Re: [PATCH v2 0/5] Fun with cpp word regex

Johannes Sixt <j6t@xxxxxxxx> · Sat, 9 Oct 2021 00:11:43 +0200

Am 08.10.21 um 22:07 schrieb Ævar Arnfjörð Bjarmason:
>  * I wonder if it isn't time to split up "cpp" into a "c" driver,
>    e.g. git.git's .gitattributes has "cpp" for *.[ch] files, but as C++
>    adds more syntax sugar.
> 
>    So e.g. if you use "<=>" after this series we'll tokenize it
>    differently in *.c files, but it's a C++-only operator, on the other
>    hand probably nobody cares that much...

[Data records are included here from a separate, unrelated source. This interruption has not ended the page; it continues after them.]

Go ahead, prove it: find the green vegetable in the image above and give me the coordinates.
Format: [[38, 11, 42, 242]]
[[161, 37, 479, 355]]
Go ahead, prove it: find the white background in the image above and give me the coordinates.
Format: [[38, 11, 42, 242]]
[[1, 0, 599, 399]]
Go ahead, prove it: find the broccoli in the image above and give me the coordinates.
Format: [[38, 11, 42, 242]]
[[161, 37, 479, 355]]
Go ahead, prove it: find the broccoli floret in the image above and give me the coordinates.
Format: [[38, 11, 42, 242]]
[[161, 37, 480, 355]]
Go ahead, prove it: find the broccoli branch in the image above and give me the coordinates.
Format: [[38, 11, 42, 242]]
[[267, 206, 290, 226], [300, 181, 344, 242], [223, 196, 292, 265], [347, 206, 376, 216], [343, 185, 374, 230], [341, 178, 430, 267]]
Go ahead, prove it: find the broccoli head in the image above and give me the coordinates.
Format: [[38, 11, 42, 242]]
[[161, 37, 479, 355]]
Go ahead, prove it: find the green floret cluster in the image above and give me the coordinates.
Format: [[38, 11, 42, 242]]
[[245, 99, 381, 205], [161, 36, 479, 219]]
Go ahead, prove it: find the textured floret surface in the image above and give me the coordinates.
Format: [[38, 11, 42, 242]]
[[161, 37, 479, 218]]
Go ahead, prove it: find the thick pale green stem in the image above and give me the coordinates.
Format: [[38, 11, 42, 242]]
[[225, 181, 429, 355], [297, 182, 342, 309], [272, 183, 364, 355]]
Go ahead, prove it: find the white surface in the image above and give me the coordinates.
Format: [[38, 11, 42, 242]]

Yes, it is that: <=> won't appear in a correct C file (outside of
comments), so no-one will care. As far as tokenization is concerned, C
is a subset of C++. I don't think we need to separate the drivers.

>  * I found myself back-porting some of your tests (manually mostly),
>    maybe you disagree, but in cases like 123'123, <=> etc. I'd find it
>    easier to follow if we first added the test data, and then the
>    changed behavior.
> 
>    Because after all, we're going to change how we highlight existing
>    data, so testing for that would be informative.

Good point. I'll work a bit more on that.

>  * This pre-dates your much improved tests, but these test files could
>    really use some test comments, as in:
> 
>    /* Now that we're going to understand the "'" character somehow, will any of this change? */
>    /* We haven't written code like this since the 1960's ... */
>    /* Run & free */
> 
>    I.e. we don't just highlight code the compiler likes to eat, but also
>    comments. So particularly for smaller tokens that also occur in
>    natural language like "'" and "&" are we getting expected results?

Comments are free text. Anything can happen. There is no such thing as
"correct tokenization" in comments. Not interested.

Thank you for the review.
-- Hannes